Социальные животные, находящиеся на нашем уровне развития или близко к нему, также жестко привязаны к подобному виду поведения. Нейробиологи доказали, что в ходе социального взаимодействия в мозге человека и других продвинутых приматов активизируются три типа проводящих нейронных путей. Первый ответственен за ментализацию (вспоминание), в ходе которой формируются цели и планируются соответствующие действия для их достижения. Второй путь – эмпатический: индивидуум мысленно помещает себя под кожу другого, чтобы получить доступ к его мотивам и чувствам и предвидеть будущие действия этого другого.
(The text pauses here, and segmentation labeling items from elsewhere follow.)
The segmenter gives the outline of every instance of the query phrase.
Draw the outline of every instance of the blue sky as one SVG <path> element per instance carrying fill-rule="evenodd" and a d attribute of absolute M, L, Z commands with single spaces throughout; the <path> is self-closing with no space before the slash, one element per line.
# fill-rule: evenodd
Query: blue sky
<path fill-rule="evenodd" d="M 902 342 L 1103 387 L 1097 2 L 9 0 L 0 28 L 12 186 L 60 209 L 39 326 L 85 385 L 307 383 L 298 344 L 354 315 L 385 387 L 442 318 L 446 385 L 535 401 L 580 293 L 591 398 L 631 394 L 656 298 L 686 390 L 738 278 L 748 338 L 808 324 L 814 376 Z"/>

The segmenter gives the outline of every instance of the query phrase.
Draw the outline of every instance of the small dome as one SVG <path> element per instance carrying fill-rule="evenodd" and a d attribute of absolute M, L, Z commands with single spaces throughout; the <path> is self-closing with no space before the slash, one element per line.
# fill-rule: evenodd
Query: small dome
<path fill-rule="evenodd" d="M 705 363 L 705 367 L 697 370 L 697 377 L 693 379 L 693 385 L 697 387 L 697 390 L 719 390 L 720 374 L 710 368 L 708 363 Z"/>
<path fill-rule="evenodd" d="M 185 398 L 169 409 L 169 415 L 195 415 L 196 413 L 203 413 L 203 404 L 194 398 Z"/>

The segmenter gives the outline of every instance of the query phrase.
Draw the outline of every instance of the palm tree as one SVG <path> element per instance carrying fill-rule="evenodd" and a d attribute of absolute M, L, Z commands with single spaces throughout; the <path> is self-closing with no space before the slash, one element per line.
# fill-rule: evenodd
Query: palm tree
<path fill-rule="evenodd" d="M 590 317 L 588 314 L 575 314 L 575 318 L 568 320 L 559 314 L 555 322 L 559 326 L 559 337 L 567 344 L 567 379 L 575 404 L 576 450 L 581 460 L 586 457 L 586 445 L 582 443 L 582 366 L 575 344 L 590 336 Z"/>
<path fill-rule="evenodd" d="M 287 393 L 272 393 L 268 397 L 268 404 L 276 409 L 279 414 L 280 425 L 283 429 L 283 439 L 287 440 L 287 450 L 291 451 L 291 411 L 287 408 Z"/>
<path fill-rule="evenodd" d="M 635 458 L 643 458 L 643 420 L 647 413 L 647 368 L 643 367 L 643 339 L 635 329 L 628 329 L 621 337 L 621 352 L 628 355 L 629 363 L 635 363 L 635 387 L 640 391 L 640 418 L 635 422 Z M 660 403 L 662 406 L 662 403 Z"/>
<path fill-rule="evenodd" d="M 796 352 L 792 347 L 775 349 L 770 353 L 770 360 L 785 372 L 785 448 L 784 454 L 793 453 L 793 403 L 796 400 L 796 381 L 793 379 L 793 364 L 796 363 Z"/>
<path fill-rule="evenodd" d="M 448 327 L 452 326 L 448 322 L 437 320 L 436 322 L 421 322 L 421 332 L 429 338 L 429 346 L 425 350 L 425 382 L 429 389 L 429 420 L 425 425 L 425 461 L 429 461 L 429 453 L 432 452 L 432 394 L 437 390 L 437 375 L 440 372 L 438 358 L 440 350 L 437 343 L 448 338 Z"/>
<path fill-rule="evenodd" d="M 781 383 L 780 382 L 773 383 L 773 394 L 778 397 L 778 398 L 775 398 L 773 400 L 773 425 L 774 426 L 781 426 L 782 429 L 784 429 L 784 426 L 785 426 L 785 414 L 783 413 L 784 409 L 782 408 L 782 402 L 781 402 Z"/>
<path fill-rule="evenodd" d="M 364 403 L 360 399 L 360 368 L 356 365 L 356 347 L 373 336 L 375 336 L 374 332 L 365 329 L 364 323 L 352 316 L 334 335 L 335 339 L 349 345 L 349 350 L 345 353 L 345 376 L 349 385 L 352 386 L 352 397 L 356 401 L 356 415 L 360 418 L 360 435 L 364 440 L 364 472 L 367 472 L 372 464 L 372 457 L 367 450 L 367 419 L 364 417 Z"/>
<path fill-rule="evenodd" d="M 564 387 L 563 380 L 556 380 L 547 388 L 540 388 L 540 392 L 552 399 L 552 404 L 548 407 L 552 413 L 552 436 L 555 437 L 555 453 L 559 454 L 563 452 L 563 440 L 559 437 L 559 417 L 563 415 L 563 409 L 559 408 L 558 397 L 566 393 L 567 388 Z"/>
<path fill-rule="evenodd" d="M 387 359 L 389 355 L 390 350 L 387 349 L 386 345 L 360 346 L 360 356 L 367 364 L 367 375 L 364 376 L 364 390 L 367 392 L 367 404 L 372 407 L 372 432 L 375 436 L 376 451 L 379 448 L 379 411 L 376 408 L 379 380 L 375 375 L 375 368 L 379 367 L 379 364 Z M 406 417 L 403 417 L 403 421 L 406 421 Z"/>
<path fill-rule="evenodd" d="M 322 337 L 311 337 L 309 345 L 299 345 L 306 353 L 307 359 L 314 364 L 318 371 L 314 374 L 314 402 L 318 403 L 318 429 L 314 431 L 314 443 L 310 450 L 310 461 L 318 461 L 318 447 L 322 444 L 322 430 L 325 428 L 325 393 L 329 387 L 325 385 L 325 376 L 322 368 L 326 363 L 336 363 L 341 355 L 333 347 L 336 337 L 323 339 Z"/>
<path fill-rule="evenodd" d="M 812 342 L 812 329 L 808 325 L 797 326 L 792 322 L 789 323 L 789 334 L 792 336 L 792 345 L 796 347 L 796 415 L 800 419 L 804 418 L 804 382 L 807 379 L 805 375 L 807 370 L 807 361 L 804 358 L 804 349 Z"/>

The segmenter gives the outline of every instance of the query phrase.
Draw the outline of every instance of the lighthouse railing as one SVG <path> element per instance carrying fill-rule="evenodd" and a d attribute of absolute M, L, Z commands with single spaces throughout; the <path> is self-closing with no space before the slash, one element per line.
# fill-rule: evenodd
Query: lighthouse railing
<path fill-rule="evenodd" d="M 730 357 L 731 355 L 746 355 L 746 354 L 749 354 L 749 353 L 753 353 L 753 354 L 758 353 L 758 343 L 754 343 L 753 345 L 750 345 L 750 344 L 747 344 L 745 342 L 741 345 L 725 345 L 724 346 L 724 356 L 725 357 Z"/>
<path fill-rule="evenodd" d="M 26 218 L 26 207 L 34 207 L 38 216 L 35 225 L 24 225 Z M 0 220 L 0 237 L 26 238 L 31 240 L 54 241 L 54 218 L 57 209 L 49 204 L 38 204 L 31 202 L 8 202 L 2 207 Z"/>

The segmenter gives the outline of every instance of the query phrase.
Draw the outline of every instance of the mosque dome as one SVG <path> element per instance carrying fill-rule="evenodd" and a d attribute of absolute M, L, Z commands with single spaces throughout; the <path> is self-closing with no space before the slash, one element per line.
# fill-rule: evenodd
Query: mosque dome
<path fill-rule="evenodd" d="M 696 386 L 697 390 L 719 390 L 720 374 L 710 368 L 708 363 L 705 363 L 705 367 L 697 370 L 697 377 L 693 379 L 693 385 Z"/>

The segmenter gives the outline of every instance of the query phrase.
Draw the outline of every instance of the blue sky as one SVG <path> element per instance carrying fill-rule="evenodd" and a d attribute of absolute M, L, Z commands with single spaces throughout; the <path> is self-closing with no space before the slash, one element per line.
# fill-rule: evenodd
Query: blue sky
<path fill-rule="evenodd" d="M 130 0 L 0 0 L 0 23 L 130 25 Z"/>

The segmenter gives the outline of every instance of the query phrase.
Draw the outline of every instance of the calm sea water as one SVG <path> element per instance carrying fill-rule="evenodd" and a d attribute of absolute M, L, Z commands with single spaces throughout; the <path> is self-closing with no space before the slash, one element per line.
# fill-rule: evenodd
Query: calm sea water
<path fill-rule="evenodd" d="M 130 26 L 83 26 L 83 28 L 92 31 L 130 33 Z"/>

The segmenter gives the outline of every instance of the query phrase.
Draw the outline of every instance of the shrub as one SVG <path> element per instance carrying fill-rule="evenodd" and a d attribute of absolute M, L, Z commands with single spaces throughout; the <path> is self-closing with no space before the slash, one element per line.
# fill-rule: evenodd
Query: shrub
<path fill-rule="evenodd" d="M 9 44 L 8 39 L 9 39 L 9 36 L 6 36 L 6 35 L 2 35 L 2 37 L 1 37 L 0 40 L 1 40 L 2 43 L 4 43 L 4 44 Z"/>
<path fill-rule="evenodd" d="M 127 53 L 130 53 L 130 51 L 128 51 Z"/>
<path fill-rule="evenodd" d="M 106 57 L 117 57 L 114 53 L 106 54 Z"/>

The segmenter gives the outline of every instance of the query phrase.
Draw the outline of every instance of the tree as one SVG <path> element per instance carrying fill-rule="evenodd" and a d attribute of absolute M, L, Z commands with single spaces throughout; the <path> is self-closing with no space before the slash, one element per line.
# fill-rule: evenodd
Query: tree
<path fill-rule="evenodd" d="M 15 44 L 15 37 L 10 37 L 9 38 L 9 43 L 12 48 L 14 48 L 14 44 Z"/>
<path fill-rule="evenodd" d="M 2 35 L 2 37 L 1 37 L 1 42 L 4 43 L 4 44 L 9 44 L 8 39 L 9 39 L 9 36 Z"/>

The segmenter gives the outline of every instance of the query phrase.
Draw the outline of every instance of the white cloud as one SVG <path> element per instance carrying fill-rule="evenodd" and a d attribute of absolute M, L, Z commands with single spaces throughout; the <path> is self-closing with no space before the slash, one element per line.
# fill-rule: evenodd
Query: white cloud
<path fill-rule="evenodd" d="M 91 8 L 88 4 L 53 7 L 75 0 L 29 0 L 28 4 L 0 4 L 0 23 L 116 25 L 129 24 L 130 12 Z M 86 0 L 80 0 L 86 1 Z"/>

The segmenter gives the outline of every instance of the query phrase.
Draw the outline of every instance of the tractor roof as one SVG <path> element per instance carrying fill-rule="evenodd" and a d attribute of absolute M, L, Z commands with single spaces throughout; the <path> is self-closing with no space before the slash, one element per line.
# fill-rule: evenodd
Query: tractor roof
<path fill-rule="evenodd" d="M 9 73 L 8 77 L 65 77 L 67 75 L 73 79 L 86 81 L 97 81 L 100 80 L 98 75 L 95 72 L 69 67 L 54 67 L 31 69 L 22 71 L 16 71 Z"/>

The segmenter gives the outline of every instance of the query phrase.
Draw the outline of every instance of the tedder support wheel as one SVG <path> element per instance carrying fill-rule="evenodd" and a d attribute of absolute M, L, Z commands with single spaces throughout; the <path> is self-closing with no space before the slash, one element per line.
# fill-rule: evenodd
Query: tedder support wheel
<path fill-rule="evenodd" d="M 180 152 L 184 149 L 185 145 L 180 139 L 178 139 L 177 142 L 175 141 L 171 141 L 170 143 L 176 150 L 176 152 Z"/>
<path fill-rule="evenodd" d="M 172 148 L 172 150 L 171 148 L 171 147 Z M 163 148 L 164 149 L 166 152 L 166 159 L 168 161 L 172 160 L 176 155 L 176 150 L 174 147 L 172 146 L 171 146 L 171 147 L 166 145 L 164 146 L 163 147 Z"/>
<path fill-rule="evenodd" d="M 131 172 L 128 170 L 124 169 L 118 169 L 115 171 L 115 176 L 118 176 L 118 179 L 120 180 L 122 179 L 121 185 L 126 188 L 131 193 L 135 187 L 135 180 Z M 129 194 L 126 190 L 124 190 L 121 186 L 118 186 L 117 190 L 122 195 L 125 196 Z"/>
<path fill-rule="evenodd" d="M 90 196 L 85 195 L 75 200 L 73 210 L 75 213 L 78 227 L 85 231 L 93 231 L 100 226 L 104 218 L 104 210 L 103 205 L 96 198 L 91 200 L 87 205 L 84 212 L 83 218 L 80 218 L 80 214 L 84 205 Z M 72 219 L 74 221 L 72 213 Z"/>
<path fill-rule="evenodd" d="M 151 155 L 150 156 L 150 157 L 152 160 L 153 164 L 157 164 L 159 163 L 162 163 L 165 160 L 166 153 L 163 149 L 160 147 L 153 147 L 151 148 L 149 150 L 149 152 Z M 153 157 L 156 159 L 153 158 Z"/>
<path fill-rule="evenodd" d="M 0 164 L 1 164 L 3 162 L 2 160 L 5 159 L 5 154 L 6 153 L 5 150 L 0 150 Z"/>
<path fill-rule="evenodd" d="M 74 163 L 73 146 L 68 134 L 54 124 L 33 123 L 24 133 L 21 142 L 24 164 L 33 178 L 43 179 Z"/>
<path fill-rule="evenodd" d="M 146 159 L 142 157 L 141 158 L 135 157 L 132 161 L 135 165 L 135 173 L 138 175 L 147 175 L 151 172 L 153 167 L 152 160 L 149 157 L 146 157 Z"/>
Можно сказать, что эмпатия – это своего рода игра, благодаря которой человек общается с группой, а группа – самоорганизуется.
Наконец, третий путь стимулирует зеркальное отражение, посредством которого индивид ощущает настроения и эмоции другого индивида и в некоторой степени их испытывает. «Отзеркаливание» легко приводит к подражанию успешным стратегиям других, а также открывает путь к симпатии и (по крайней мере, среди людей) к таким духовным сокровищам, как чувство милосердия.
С очевидностью, именно эмпатия и зеркальное отражение определяют то среднее время, в течение которого члены группы взаимодействуют друг с другом. Выполненные измерения этого времени показывают, что такая корреляция действительно существует. Так, обнаружено, что обитатели саванны, бабуины Papio cyanocephalus, менее 10 процентов своего времени тратят на общение, а 60 процентов – на поиски еды и саму еду. Обезьяны-верветки (Cercopithecus aethiops) тратят 40 процентов времени на еду и ее поиски, а на общение – еще меньше, чем бабуины.